Le rejet du pourvoi en cassation de Succès Masra par la Cour suprême ce jeudi clôt un cycle judiciaire ouvert il y a un an, au lendemain du massacre de Mandakao. La décision est définitive au regard des voies de recours ordinaires. Elle laisse ouverte une seule porte : la grâce présidentielle. Ce dénouement s’inscrit dans une séquence politique tchadienne où la frontière entre le judiciaire et le politique reste, aux yeux de nombreux observateurs, difficile à tracer.
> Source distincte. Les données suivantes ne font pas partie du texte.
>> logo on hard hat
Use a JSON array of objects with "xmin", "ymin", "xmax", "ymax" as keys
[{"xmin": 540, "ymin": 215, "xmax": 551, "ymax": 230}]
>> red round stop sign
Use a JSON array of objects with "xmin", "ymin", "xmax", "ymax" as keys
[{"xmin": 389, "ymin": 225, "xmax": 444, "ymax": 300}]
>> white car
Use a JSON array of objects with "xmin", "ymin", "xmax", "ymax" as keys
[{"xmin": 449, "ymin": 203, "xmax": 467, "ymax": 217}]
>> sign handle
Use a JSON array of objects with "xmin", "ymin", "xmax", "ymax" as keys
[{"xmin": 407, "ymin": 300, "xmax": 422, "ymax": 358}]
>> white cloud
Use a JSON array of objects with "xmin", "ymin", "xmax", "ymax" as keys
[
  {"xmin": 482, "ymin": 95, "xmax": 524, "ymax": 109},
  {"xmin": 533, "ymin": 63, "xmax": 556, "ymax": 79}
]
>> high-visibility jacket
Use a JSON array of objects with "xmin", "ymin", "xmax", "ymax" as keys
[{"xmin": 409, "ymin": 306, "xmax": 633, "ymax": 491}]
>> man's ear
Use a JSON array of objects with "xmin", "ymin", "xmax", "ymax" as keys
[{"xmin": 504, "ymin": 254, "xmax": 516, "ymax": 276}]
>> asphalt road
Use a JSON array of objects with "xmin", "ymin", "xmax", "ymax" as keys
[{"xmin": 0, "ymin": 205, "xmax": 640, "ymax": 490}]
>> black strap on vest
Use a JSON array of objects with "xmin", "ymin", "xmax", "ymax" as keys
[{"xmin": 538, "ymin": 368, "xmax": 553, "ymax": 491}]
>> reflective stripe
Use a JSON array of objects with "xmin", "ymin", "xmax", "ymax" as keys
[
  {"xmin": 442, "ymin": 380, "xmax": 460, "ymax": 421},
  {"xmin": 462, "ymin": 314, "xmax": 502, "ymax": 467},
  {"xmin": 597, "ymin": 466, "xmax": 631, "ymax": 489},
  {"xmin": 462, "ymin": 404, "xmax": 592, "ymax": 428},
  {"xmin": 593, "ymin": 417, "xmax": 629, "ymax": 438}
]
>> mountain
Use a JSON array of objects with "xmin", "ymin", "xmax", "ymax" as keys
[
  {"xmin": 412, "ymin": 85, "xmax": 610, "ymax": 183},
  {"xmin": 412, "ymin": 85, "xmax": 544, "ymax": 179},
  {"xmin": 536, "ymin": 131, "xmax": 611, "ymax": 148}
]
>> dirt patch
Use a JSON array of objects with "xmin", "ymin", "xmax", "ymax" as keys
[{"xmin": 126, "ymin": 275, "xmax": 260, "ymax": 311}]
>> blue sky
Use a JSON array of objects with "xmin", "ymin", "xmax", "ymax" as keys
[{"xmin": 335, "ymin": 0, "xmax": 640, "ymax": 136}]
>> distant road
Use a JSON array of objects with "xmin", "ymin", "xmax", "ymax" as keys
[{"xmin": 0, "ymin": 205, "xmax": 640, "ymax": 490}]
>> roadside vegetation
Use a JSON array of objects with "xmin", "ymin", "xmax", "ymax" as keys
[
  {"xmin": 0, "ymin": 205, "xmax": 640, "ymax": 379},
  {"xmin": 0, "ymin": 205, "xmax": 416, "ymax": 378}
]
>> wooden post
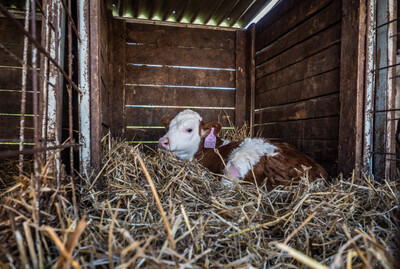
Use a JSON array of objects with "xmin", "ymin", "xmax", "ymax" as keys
[
  {"xmin": 109, "ymin": 19, "xmax": 126, "ymax": 137},
  {"xmin": 235, "ymin": 30, "xmax": 246, "ymax": 127},
  {"xmin": 338, "ymin": 0, "xmax": 366, "ymax": 176}
]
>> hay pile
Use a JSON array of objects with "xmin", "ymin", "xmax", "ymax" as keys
[{"xmin": 0, "ymin": 136, "xmax": 400, "ymax": 268}]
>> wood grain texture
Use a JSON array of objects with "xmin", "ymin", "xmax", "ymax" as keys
[
  {"xmin": 0, "ymin": 116, "xmax": 33, "ymax": 140},
  {"xmin": 126, "ymin": 65, "xmax": 235, "ymax": 88},
  {"xmin": 256, "ymin": 23, "xmax": 341, "ymax": 72},
  {"xmin": 127, "ymin": 45, "xmax": 235, "ymax": 69},
  {"xmin": 126, "ymin": 108, "xmax": 235, "ymax": 126},
  {"xmin": 127, "ymin": 23, "xmax": 235, "ymax": 51},
  {"xmin": 235, "ymin": 30, "xmax": 246, "ymax": 127},
  {"xmin": 255, "ymin": 68, "xmax": 340, "ymax": 109},
  {"xmin": 0, "ymin": 91, "xmax": 33, "ymax": 114},
  {"xmin": 126, "ymin": 86, "xmax": 235, "ymax": 107},
  {"xmin": 110, "ymin": 20, "xmax": 126, "ymax": 137},
  {"xmin": 338, "ymin": 1, "xmax": 366, "ymax": 176},
  {"xmin": 255, "ymin": 94, "xmax": 339, "ymax": 123},
  {"xmin": 256, "ymin": 45, "xmax": 340, "ymax": 94},
  {"xmin": 256, "ymin": 116, "xmax": 339, "ymax": 140},
  {"xmin": 256, "ymin": 0, "xmax": 332, "ymax": 50},
  {"xmin": 256, "ymin": 0, "xmax": 341, "ymax": 63},
  {"xmin": 0, "ymin": 67, "xmax": 32, "ymax": 91}
]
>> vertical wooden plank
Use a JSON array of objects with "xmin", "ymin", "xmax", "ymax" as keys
[
  {"xmin": 248, "ymin": 24, "xmax": 256, "ymax": 136},
  {"xmin": 235, "ymin": 30, "xmax": 246, "ymax": 127},
  {"xmin": 110, "ymin": 19, "xmax": 126, "ymax": 137},
  {"xmin": 338, "ymin": 0, "xmax": 366, "ymax": 176},
  {"xmin": 90, "ymin": 0, "xmax": 102, "ymax": 171}
]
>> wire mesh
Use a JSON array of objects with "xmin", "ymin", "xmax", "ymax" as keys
[{"xmin": 0, "ymin": 0, "xmax": 81, "ymax": 184}]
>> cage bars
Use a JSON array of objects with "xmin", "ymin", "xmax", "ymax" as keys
[
  {"xmin": 0, "ymin": 0, "xmax": 89, "ymax": 177},
  {"xmin": 363, "ymin": 0, "xmax": 400, "ymax": 178}
]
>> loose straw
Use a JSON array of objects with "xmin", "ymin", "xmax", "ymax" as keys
[{"xmin": 137, "ymin": 155, "xmax": 179, "ymax": 267}]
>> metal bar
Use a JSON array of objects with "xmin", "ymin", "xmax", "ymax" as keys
[
  {"xmin": 249, "ymin": 24, "xmax": 256, "ymax": 137},
  {"xmin": 217, "ymin": 0, "xmax": 240, "ymax": 26},
  {"xmin": 363, "ymin": 1, "xmax": 375, "ymax": 174},
  {"xmin": 0, "ymin": 143, "xmax": 82, "ymax": 159},
  {"xmin": 375, "ymin": 18, "xmax": 398, "ymax": 29},
  {"xmin": 367, "ymin": 108, "xmax": 400, "ymax": 114},
  {"xmin": 370, "ymin": 60, "xmax": 400, "ymax": 72},
  {"xmin": 0, "ymin": 4, "xmax": 82, "ymax": 94},
  {"xmin": 61, "ymin": 0, "xmax": 82, "ymax": 42},
  {"xmin": 231, "ymin": 0, "xmax": 257, "ymax": 26},
  {"xmin": 385, "ymin": 0, "xmax": 397, "ymax": 179},
  {"xmin": 204, "ymin": 0, "xmax": 224, "ymax": 24},
  {"xmin": 78, "ymin": 0, "xmax": 91, "ymax": 173},
  {"xmin": 19, "ymin": 0, "xmax": 30, "ymax": 176},
  {"xmin": 67, "ymin": 0, "xmax": 75, "ymax": 174},
  {"xmin": 29, "ymin": 1, "xmax": 41, "ymax": 245},
  {"xmin": 371, "ymin": 151, "xmax": 397, "ymax": 155}
]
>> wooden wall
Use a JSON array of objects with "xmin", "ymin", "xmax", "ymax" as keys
[
  {"xmin": 0, "ymin": 17, "xmax": 41, "ymax": 151},
  {"xmin": 255, "ymin": 0, "xmax": 342, "ymax": 175},
  {"xmin": 111, "ymin": 19, "xmax": 246, "ymax": 144}
]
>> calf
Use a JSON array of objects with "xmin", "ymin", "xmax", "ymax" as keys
[{"xmin": 158, "ymin": 109, "xmax": 328, "ymax": 190}]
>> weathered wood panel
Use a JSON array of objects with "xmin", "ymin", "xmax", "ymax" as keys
[
  {"xmin": 338, "ymin": 1, "xmax": 366, "ymax": 178},
  {"xmin": 256, "ymin": 45, "xmax": 340, "ymax": 94},
  {"xmin": 255, "ymin": 94, "xmax": 339, "ymax": 123},
  {"xmin": 256, "ymin": 0, "xmax": 332, "ymax": 50},
  {"xmin": 0, "ymin": 68, "xmax": 32, "ymax": 91},
  {"xmin": 126, "ymin": 107, "xmax": 235, "ymax": 126},
  {"xmin": 109, "ymin": 20, "xmax": 126, "ymax": 137},
  {"xmin": 256, "ymin": 116, "xmax": 339, "ymax": 140},
  {"xmin": 111, "ymin": 20, "xmax": 238, "ymax": 145},
  {"xmin": 126, "ymin": 65, "xmax": 235, "ymax": 88},
  {"xmin": 254, "ymin": 0, "xmax": 342, "ymax": 175},
  {"xmin": 0, "ymin": 17, "xmax": 41, "ymax": 44},
  {"xmin": 235, "ymin": 30, "xmax": 246, "ymax": 127},
  {"xmin": 0, "ymin": 18, "xmax": 41, "ymax": 150},
  {"xmin": 0, "ymin": 91, "xmax": 33, "ymax": 114},
  {"xmin": 125, "ymin": 86, "xmax": 235, "ymax": 107},
  {"xmin": 127, "ymin": 23, "xmax": 235, "ymax": 50},
  {"xmin": 256, "ymin": 68, "xmax": 340, "ymax": 108},
  {"xmin": 256, "ymin": 24, "xmax": 341, "ymax": 72},
  {"xmin": 0, "ymin": 115, "xmax": 33, "ymax": 139},
  {"xmin": 256, "ymin": 0, "xmax": 341, "ymax": 63},
  {"xmin": 0, "ymin": 43, "xmax": 32, "ymax": 67},
  {"xmin": 127, "ymin": 45, "xmax": 235, "ymax": 68}
]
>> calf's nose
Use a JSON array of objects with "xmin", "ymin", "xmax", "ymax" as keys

Pendant ce temps, N’Djamena cherche à retrouver une discipline urbaine que des années d’expansion non maîtrisée ont progressivement érodée. Les autorités ont fixé une échéance de deux semaines aux occupants irréguliers des voies publiques. Le message est ferme. Il l’a souvent été. Ce qui distinguera cette initiative des précédentes sera l’effectivité de son application et la capacité des institutions à maintenir l’effort dans la durée.
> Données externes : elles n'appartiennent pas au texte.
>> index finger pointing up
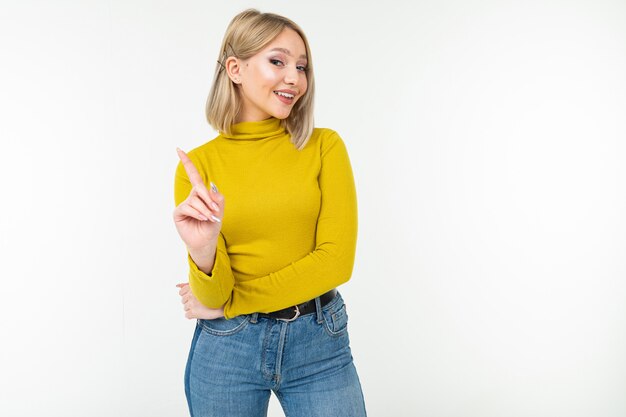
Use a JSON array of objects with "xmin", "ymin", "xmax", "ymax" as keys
[{"xmin": 176, "ymin": 148, "xmax": 204, "ymax": 186}]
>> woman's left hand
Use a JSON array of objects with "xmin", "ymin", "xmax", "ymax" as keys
[{"xmin": 176, "ymin": 282, "xmax": 224, "ymax": 320}]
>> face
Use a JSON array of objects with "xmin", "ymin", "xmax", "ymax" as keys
[{"xmin": 229, "ymin": 28, "xmax": 307, "ymax": 123}]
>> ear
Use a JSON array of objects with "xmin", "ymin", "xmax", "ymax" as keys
[{"xmin": 224, "ymin": 56, "xmax": 243, "ymax": 84}]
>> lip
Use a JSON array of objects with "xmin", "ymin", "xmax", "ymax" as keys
[
  {"xmin": 274, "ymin": 89, "xmax": 298, "ymax": 96},
  {"xmin": 274, "ymin": 90, "xmax": 297, "ymax": 104}
]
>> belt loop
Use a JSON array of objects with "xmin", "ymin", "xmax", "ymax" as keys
[{"xmin": 315, "ymin": 297, "xmax": 324, "ymax": 324}]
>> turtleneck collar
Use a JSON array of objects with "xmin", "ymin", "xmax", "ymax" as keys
[{"xmin": 220, "ymin": 117, "xmax": 285, "ymax": 140}]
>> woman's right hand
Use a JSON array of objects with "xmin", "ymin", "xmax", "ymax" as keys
[{"xmin": 174, "ymin": 148, "xmax": 224, "ymax": 248}]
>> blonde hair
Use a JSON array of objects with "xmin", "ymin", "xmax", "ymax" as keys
[{"xmin": 206, "ymin": 9, "xmax": 315, "ymax": 150}]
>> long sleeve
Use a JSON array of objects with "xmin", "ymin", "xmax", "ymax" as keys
[
  {"xmin": 174, "ymin": 158, "xmax": 235, "ymax": 308},
  {"xmin": 223, "ymin": 133, "xmax": 358, "ymax": 318}
]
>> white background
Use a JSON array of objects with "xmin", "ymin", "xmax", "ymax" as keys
[{"xmin": 0, "ymin": 0, "xmax": 626, "ymax": 417}]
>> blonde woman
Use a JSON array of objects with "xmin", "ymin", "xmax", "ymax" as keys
[{"xmin": 174, "ymin": 9, "xmax": 366, "ymax": 417}]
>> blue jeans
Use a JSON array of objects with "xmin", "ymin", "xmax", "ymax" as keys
[{"xmin": 185, "ymin": 292, "xmax": 366, "ymax": 417}]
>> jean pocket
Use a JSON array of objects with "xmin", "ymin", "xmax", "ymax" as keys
[
  {"xmin": 322, "ymin": 302, "xmax": 348, "ymax": 336},
  {"xmin": 198, "ymin": 314, "xmax": 250, "ymax": 336}
]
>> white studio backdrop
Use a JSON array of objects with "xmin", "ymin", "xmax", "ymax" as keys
[{"xmin": 0, "ymin": 0, "xmax": 626, "ymax": 417}]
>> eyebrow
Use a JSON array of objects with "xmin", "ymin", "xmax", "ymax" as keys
[{"xmin": 270, "ymin": 48, "xmax": 307, "ymax": 59}]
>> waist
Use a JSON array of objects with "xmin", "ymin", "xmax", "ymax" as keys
[{"xmin": 259, "ymin": 288, "xmax": 337, "ymax": 321}]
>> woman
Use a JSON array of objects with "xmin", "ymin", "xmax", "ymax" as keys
[{"xmin": 174, "ymin": 9, "xmax": 366, "ymax": 417}]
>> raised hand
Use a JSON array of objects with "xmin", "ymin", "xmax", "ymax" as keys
[
  {"xmin": 174, "ymin": 148, "xmax": 224, "ymax": 248},
  {"xmin": 176, "ymin": 282, "xmax": 224, "ymax": 320}
]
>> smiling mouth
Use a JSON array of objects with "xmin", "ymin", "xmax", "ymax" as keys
[{"xmin": 274, "ymin": 91, "xmax": 295, "ymax": 99}]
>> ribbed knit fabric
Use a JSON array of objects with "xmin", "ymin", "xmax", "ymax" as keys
[{"xmin": 174, "ymin": 117, "xmax": 357, "ymax": 318}]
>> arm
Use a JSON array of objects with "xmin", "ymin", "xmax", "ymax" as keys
[
  {"xmin": 224, "ymin": 133, "xmax": 358, "ymax": 318},
  {"xmin": 174, "ymin": 158, "xmax": 235, "ymax": 308}
]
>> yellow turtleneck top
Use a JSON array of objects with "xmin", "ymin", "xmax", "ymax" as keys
[{"xmin": 174, "ymin": 117, "xmax": 357, "ymax": 319}]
Sur le plan humanitaire, la mobilisation de la FAO pour quatre provinces en phase d’urgence critique rappelle une réalité structurelle : 3,3 millions de Tchadiens font face à une insécurité alimentaire aiguë. Le financement d’urgence permet de gagner du temps avant la soudure. Il ne résout pas les causes profondes, au croisement des conflits locaux et des dérèglements climatiques.
La Cour suprême confirme la condamnation de Succès Masra à vingt ans
La Chambre judiciaire de la Cour suprême a rejeté ce jeudi le pourvoi de la défense de Succès Masra, confirmant la condamnation à vingt ans de réclusion prononcée le 9 août 2025. L’ancien Premier ministre, président des Transformateurs, reste détenu à la Coordination de la Police judiciaire. Il avait été reconnu coupable de diffusion de messages haineux et de complicité de meurtre, en lien avec le massacre de Mandakao. Seule une grâce présidentielle peut désormais modifier sa situation. Human Rights Watch et l’ACAT dénoncent depuis l’ouverture une procédure à coloration politique.
N’Djamena : deux semaines pour libérer les espaces publics
Le ministre de la Sécurité publique et le ministre délégué à la Décentralisation ont réuni ce jeudi les responsables sécuritaires et municipaux de la capitale autour de la problématique de l’ordre urbain. Un délai de deux semaines a été accordé aux occupants irréguliers des voies publiques, une commission mixte étant chargée du suivi. Les ministres ont dénoncé les complicités facilitant la circulation non autorisée des gros porteurs et ordonné le dégagement des carrefours. Maires et délégués communaux ont été directement interpellés sur leurs responsabilités.
L’ADHET interpelle le gouvernement sur Boko Haram, la politique et l’école
Lors d’un point de presse le 20 mai, le secrétaire général de l’ADHET, Abba Daoud Nandjedé, a soutenu les opérations de l’armée tchadienne au lac Tchad contre Boko Haram, rejetant les demandes d’enquête de certaines organisations internationales qu’il juge motivées par des intérêts diplomatiques. Sur le plan politique, l’organisation a appelé majorité et opposition à ouvrir des pourparlers, estimant que « l’option judiciaire n’a jamais réparé les divergences politiques ». Concernant l’école, l’ADHET a averti le gouvernement de ne pas interpréter la retenue des enseignants comme une renonciation à leurs revendications salariales.
72 000 personnes ciblées par une aide d’urgence dans l’est et le lac
La FAO a reçu 4 millions de dollars du Fonds humanitaire régional pour intervenir en urgence dans quatre provinces tchadiennes : le Ouaddaï, le Wadi Fira, le Sila et la région du Lac. L’opération cible 12 200 ménages, soit environ 72 200 personnes classées en phase 4 du Cadre harmonisé. Le dispositif combine transferts monétaires, semences, outils agricoles et aliments pour le bétail, afin d’anticiper la période de soudure. Au niveau national, 3,3 millions de Tchadiens sont actuellement en situation d’insécurité alimentaire aiguë.
Un nouveau-né abandonné à Sarh, une dizaine de familles prêtes à l’adopter
Un nourrisson a été découvert ce matin abandonné dans l’enceinte de la Grande Mosquée de Sarh par l’épouse du gardien. Les autorités communales, la gendarmerie et les responsables cantonaux se sont rendus sur place pour les constats d’usage. Selon la mairie de Sarh, plus d’une dizaine de personnes ont déjà manifesté leur souhait d’adopter l’enfant. En attendant l’engagement des procédures administratives, le nourrisson a été conduit à l’hôpital où il reçoit les soins nécessaires.